As usual, the past year saw Kayak tackle a wide variety of themes, from labour history and bilingualism, to legendary ghosts and monsters, to the diversity of Canadian families. Our special digital issue explored the fur trade from a variety of perspectives.

Supporting History Education and Research

In August 2019 Canada’s History Society hosted a national meeting of history educators at the McCord Museum in Montreal. The meeting brought together teachers, researchers, and museum educators from across the country for a series of conversations about history education and programming in Canada.

Dr. Carla Peck (University of Alberta), Dr. Lindsay Gibson (University of British Columbia), and Dr. Catherine Duquette (Université du Québec à Chicoutimi) also worked with attendees on their research project, “Thinking Historically for Canada’s Future,” which recently received a seven-year partnership grant from the Social Sciences and Humanities Research Council.

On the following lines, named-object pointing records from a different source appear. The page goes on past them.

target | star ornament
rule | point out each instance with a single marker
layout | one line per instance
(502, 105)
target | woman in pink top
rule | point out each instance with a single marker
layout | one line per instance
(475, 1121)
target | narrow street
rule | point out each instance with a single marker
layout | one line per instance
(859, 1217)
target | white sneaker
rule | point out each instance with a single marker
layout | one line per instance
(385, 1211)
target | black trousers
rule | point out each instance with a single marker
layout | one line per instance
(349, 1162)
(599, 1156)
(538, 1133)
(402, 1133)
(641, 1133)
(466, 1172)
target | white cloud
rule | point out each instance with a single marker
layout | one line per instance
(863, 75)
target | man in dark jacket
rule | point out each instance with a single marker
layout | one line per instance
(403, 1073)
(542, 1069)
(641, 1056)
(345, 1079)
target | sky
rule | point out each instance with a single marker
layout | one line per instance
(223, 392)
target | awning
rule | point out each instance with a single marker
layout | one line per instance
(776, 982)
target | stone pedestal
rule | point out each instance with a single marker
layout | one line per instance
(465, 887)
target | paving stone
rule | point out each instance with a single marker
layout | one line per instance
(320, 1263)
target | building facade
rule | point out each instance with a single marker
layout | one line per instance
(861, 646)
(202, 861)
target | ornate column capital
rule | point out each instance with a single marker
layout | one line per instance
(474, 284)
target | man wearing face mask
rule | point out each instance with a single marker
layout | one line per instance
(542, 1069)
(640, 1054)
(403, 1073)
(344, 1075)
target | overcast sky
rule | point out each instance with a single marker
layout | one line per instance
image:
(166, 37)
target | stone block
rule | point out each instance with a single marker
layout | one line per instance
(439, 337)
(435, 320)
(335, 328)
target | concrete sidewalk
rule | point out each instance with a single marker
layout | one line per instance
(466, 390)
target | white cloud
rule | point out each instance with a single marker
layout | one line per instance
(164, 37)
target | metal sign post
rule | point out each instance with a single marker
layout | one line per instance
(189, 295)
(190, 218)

Learning from Canada’s Young Storytellers

Young storytellers are critical to promoting a greater popular interest in our past. Through their unique lens, they share thought-provoking, creative, and engaging stories that contribute to a national conversation about Canadian history.

Our flagship youth program, Young Citizens, encourages students to transform their Heritage Fair projects into short videos for an online audience.

Since the Young Citizens program was launched in 2012, we have received more than 1,100 student videos. This collection is an incredible learning resource and a way for students to learn from their peers in different parts of the country.

In January, the winners of the 2019 Young Citizens program, along with the winners of the Kayak Kids’ Illustrated History Challenge (a program of Canada’s History Society) and the winners of the Indigenous Arts and Stories program (a program of Historica Canada), travelled to the Ottawa region for the first Canada’s Youth History Awards.

At a special ceremony in the Canadian History Hall at the Museum of Canadian History in Gatineau, Quebec, we honoured and celebrated the wonderful work of these young people.

Canada’s History By the Numbers

45%

Percentage of readers in households with children under eighteen years old.

30,000

Number of visitors who accessed the Canada’s History Archive featuring The Beaver since its launch in late 2017.

99

Number of years since Canada’s History magazine was first published.

795,000

Unique visitors to CanadasHistory.ca in the past year.

200

Number of Governor General’s History Award recipients to date.